Until 1975, what is today Cyberjaya, Putrajaya and Dengkil were under the administration of Hulu Langat (Kajang) district. On the site of today's Cyberjaya once stood an estate, Prang Besar (Great War).

The idea of an IT-themed city, Cyberjaya, arose out of a study by management consultancy McKinsey for the Multimedia Super Corridor commissioned by the Federal Government of Malaysia in 1995. The implementation agency was the Town & Country Planning Department of the Ministry of Housing and Local Government. The catalyst is the agreement by NTT in 1996 to site an R&D centre at a site to the west of the new Malaysian administration centre, Putrajaya.

Multimedia Development Corporation (then known as MDC), the agency overseeing the implementation of the MSC was located in Cyberjaya to oversee the creation. The real estate implementation was privatised to Cyberview Sdn Bhd (Cyberview) in early 1997. At the time, Cyberview was set up a joint-venture comprising entities such as Setia Haruman Sdn Bhd (SHSB), Nippon Telephone and Telegraph (NTT), Golden Hope, MDeC, Permodalan Nasional Berhad (PNB) and Kumpulan Darul Ehsan Berhad (KDEB), representative of the Selangor Government. SHSB, a consortium comprising Renong, Landmarks, MKLand and Country Heights, was asked to take the lead regarding the development. Federal government-linked companies Telekom Malaysia and Tenaga Nasional were conscripted to provide the telecommunication and power supply infrastructure. The ambitious plan was to develop the first phase, comprising 1,430 hectares by 2006, with the remaining 1,460 hectares to be developed after the year 2011. The engineering management consultant, Pengurusan Lebuhraya Bhd (now acquired by Opus International Malaysia) was appointed to manage the construction of utilities and infrastructure, overseeing major construction firms of Peremba and United Engineers Malaysia (UEM).
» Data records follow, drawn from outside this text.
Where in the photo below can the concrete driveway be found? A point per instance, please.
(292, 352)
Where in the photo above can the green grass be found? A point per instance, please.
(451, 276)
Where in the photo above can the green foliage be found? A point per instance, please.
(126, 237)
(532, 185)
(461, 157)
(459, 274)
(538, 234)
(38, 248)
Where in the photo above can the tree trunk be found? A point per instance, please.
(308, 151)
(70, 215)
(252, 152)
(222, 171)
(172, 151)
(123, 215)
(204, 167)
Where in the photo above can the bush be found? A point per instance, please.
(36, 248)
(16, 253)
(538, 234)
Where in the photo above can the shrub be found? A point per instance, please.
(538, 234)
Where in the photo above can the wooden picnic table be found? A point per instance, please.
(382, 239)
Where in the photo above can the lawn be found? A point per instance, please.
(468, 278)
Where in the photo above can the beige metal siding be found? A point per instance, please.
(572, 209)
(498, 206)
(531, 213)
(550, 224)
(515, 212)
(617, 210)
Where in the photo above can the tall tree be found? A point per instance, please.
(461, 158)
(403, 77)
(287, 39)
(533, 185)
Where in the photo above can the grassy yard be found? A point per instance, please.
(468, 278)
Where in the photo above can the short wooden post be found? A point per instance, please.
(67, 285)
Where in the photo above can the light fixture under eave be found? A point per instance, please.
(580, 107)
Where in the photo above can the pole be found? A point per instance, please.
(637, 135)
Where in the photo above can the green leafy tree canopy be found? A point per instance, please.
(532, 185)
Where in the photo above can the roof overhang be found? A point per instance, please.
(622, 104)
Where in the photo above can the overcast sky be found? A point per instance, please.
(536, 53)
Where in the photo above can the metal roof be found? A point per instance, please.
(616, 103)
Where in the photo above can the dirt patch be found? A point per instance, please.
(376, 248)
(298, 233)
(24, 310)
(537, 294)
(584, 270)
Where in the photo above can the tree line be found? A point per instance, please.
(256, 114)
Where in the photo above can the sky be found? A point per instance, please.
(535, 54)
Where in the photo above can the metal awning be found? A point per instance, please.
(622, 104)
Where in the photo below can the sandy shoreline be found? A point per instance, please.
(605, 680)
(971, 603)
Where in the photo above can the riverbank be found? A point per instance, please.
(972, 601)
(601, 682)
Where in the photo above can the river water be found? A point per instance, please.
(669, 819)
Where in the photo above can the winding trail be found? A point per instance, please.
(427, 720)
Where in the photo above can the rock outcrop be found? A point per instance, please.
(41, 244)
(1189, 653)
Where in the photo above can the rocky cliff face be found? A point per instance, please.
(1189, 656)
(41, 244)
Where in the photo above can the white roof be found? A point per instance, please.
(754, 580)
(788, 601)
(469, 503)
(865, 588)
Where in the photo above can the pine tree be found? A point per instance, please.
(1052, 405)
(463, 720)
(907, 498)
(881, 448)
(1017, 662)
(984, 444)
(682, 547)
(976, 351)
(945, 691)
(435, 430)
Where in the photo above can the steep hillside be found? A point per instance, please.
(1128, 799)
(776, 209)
However, due to the late 1997 Asian Financial Crisis, the undertaking was deemed no longer viable and necessitated the Government taking over of the 55% and 15% stake in Cyberview shares held by SHSB and NTT respectively via the Ministry of Finance Inc. (MOF Inc.). The transaction gave MOF Inc a 70% stake, and Cyberview has remained a government-owned company ever since. Cyberview then entered into an agreement with SHSB with shareholders comprising Country Heights Holdings Berhad (CHHB), Landmarks, Menara Embun (an MKLand Controlled Company) and Renong (now UEM World) with equal shares of 25%; granting SHSB the right to develop Cyberjaya as the master developer, while Cyberview became the landowner. In 2004, CHHB and Landmarks sold their equity interest in SHSB to MKLand-controlled companies, namely Modern Eden (12.5%), Impressive Circuits (12.5%) and Virtual Path (25%), resulting in MKLand-controlled companies becoming the majority shareholder of SHSB.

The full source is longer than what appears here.